A JUDGE yesterday remarked on the obvious fear of witnesses who declined to give evidence before he imposed a 10-year jail sentence on a man for stabbing his victim so viciously that his intestines were left trailing from his wounds.
Darren Duff (36) of Doon Court, Poppintree, Ballymun, was convicted by a jury on July 29th this year of causing serious harm to Stephen McCann by stabbing him, on July 28th, 2001, at Hillcrest Way Estate, Lucan.
Judge Frank O'Donnell in the Dublin Circuit Criminal Court said he was not surprised to hear that Mr McCann had declined to make a victim impact statement.
"I watched him and the other witnesses decline to give evidence in the trial having initially given very damning statements to gardaí.
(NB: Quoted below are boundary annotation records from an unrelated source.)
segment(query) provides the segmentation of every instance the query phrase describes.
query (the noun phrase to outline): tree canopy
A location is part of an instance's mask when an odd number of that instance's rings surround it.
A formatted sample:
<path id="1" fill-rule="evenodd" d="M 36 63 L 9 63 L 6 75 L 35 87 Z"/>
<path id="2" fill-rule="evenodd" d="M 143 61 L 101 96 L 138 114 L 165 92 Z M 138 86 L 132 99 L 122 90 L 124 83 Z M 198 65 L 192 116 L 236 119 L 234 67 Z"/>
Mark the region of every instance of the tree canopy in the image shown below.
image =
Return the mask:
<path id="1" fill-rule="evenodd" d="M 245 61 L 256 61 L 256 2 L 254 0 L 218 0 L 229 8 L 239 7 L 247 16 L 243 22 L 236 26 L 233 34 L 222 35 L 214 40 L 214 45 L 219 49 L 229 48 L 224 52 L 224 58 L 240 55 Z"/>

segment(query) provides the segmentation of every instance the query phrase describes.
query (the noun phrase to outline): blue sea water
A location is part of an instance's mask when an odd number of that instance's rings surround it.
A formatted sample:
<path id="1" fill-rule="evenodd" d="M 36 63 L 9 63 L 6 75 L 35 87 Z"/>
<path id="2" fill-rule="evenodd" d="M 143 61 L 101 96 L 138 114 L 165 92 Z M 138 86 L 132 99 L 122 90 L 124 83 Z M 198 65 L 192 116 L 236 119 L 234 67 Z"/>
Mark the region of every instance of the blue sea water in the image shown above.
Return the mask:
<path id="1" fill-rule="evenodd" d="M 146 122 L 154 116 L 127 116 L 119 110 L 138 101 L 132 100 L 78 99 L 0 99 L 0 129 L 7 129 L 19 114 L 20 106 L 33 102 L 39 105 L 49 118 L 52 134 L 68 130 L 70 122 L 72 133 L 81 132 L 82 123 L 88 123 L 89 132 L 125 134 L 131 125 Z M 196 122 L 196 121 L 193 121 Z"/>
These young people all gave the same message with fear written all over their face and embedded in their composure," Judge O'Donnell said and added, "and I have no doubt as to the source of their fear".
He said the fact that Duff had gone into a house to pick up a knife showed "malice and forethought with the intent to cause serious harm".
"You caused an incalculable amount of harm, so much so that seven years after the event it is still with Mr McCann," Judge O'Donnell said.
He told Duff that his 23 previous convictions, which included a nine- and a five-year sentence for two armed robberies, showed "a consistent disregard for any strictures placed on him by society".
Judge O'Donnell sentenced Duff to 10 years in prison after saying that "without the criminal justice system you would have got away scot-free".
The victim and 10 other civilian witnesses refused to testify at the 11-day trial before the statements they made to gardaí in 2001 were read into evidence by prosecuting counsel Melanie Greally, following legal argument in the absence of the jury. They all agreed with Ms Greally that their statements had been made voluntarily.
"I don't want to give evidence in this trial. I just want to move on with my life and forget about everything," Mr McCann said after taking the oath in the witness box on day one of the trial.
A procession of other civilians followed with each of them, after taking the oath, using similar words when refusing to give evidence: "With due respect to the court, I do not wish to give evidence; I just don't wish to give evidence today".
Defence counsel Patrick MacEntee was told by several of them that nobody had asked them to decline to give evidence. One replied "no" when Mr MacEntee asked her: "Did you agree your choice of words with anyone?"
Garda Geraldine Ennis told prosecuting counsel Ms Greally that Mr McCann needed surgery to repair bowel and colon perforations caused by the stabbing. He had since made a full recovery.
The jury heard that Mr McCann had been talking to friends outside a house in Hillcrest Way when he intervened in a dispute between Duff and a woman.
There was a brief struggle which ended when Mr McCann's friend pulled him away from Duff who then armed himself with a knife from the house, ran after Mr McCann and stabbed him in the stomach.
Duff moved off but continued to make threats at everyone before he drove off. He presented himself at the local Garda station in September that year but refused to stand in an identification parade.
Garda Ennis agreed with defence counsel Patrick MacEntee SC that Duff had spent some of his childhood in Clonmel Industrial School in Tipperary but accepted that he had not been in "substantial trouble" with the gardaí since his release from prison in 1996.
She said she was not aware that Duff had opened a children's clothing store in Swords.
Mr MacEntee told Judge O'Donnell that he could not defend the use of a knife on another human being but asked the court to accept that it was "an isolated incident".
Duff's father drowned in the River Shannon on July 21st, 1995, near Limerick following the armed robbery of £10,000 from the AIB Bank at Castletroy. Tony "Boss" Duff drowned after he was carried downstream after he dived into the Shannon at Clondarra following a five-mile chase by gardaí.